Der liebsten Mutter der Welt

Eine Frau wird mit zwei Dutzend Einstichen im Rücken in ihrem Wohnzimmer aufgefunden. Ihre drei Söhne wissen von nichts...

Auf den ersten Blick deutete alles auf einen Raubmord hin. Die Scheibe der Terrassentür war eingeschlagen und das Wohnzimmer verwüstet. Doch als Denk die Leiche sah, kamen ihm sofort Zweifel. Die Vielzahl der Einstiche auf dem Rücken der Toten ließ eher auf eine Beziehungstat schließen. Wer so oft zustach, hegte einen tiefen Hass auf sein Opfer. Ein Einbrecher würde sich nicht zu einem derartigen Massaker hinreißen lassen.

Maier bestätigte seinen Verdacht. „Meiner Ansicht nach wurde der Einbruch vorgetäuscht, um von den wahren Beweggründen der Tat abzulenken.“ „Wie kommst du darauf?“ „Das Türschloss ist unversehrt. Entweder hatte der Täter einen Schlüssel, oder die Frau hat ihn selbst hereingelassen.“ „Und die Terrassentür?“ „Wurde von innen eingeschlagen, wie die Glassplitter auf der Terrasse beweisen.“ „Dem kann ich mich nur anschließen“, meinte der Gerichtsmediziner. „Der Leichnam weist mindestens zwei Dutzend Einstiche auf. Alle wurden von hinten ausgeführt. Das bedeutet, dass der Täter seinem Opfer nicht in die Augen schauen wollte. Übrigens ist der Tod vor ungefähr zwölf Stunden eingetreten.“

Also war die Frau zwischen 20 und 22 Uhr ermordet worden. Bei der Toten handelte es sich um die Industriellenwitwe Vera Hirt. Sie hatte sehr zurückgezogen gelebt und jedes Aufsehen in der Öffentlichkeit vermieden, was man von ihren Söhnen nicht behaupten konnte. Alle drei stammten von einem anderen Vater und waren einander spinnefeind, wenn man der Berichterstattung der Regenbogenpresse Glauben schenken konnte. Einer von ihnen, Ewald, hatte die Tote entdeckt. Er saß am anderen Ende der Wohnung in der Küche und verschmauste ein Stück der Muttertagstorte, die vor ihm auf dem Tisch stand. „Der liebsten Mutter der Welt“ war darauf zu lesen.

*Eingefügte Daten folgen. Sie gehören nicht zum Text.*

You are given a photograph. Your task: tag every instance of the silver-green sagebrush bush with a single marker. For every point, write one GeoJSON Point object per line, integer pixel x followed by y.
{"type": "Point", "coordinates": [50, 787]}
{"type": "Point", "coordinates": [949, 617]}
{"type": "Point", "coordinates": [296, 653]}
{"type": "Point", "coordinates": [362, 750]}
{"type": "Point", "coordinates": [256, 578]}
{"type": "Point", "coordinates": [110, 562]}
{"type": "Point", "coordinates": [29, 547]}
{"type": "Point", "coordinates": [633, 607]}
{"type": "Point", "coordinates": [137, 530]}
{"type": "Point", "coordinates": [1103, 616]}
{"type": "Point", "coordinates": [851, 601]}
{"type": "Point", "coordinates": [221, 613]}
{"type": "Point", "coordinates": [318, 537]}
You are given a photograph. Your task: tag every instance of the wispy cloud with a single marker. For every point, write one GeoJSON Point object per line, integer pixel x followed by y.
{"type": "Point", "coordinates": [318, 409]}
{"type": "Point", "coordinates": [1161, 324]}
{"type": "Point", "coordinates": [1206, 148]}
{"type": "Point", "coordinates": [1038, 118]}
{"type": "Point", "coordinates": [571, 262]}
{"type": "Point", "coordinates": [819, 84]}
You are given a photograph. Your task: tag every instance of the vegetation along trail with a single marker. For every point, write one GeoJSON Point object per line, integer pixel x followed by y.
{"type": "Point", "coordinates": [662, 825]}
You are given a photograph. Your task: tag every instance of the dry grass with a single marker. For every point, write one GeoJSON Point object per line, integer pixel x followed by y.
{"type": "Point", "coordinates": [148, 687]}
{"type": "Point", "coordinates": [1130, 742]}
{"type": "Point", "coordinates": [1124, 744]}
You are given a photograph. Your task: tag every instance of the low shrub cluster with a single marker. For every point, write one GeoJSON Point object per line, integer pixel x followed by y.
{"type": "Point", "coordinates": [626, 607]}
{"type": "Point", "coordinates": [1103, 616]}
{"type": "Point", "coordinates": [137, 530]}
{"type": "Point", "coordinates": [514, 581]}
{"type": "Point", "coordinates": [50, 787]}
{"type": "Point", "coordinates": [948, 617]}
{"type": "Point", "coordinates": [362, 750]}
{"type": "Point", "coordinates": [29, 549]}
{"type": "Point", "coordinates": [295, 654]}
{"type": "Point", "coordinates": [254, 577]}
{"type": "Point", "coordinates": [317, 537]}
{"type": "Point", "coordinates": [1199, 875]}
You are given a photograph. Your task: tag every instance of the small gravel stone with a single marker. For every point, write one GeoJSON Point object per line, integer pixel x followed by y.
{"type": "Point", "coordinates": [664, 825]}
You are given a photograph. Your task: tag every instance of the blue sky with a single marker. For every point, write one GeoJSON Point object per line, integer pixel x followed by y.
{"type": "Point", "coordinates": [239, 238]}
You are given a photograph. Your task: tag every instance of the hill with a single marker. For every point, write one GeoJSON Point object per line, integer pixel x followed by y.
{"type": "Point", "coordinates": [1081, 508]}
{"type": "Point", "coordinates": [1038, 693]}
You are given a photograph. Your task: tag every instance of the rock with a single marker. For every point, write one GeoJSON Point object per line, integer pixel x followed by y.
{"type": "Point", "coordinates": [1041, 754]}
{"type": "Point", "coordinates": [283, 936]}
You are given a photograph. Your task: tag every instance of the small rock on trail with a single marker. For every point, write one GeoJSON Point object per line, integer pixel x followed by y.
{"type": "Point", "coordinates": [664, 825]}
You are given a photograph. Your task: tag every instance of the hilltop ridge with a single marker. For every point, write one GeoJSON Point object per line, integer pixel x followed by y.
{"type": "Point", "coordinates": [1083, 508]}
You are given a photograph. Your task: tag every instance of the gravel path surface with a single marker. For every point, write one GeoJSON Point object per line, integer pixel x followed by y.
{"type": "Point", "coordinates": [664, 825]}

„Darf ich Ihnen auch ein Stück anbieten?“, fragte er. Denks Magen verkrampfte sich, weil ihm einfiel, dass er heute noch seiner Tante einen Besuch abstatten musste und diese ihn wieder nötigen würde, mindestens drei Schnitten Schokoladekuchen zu verzehren, den sie immer zum Muttertag buk. „Sie haben also Ihre Mutter gefunden?“ „Ja, das war gegen acht Uhr. Ich wollte ihr diese Torte zum Muttertag vorbeibringen. Als sie nicht geöffnet hat, habe ich selbst aufgesperrt und sie blutüberströmt auf dem Teppich liegen gesehen.“

Offensichtlich hielt sich seine Trauer in Grenzen, denn er schob sich ein weiteres Stück Torte genüsslich in den Mund. „Wissen Sie, wer sonst noch einen Schlüssel zur Wohnung Ihrer Mutter hat?“ „Meine beiden Halbbrüder. Warum fragen Sie?“ „Weil es den Anschein hat, dass der Einbruch nur vorgetäuscht wurde.“

Ewald Hirt schüttelte ungläubig den Kopf. „Was Sie nicht sagen! Dann möchte ich gleich etwas zu Protokoll geben. Falls Georg behauptet, dass er gestern Abend zu Hause war, entspricht das sicher nicht der Wahrheit.“ „Woher wissen Sie das?“ „Weil ich ihn aufgesucht habe, um endlich das Geld einzutreiben, das er mir schuldet, er jedoch außer Haus war. Seit Wochen lässt er sich verleugnen. Gestern ist mir schließlich der Kragen geplatzt und ich bin unangemeldet bei ihm aufgetaucht. Leider war der Vogel ausgeflogen.“

„Wann war das?“ „Das war kurz nach 20 Uhr. Daraufhin habe ich seine Lieblingslokale abgeklappert, ihn allerdings nicht gefunden. Gegen 21Uhr bin ich dann unverrichteter Dinge wieder nach Hause gegangen.“ Ein Polizeibeamter kam in die Küche und meldete, dass die anderen Brüder eben eingetroffen waren. Denk beauftragte ihn, dafür zu sorgen, dass die Männer für die Befragung in getrennten Räumen untergebracht wurden.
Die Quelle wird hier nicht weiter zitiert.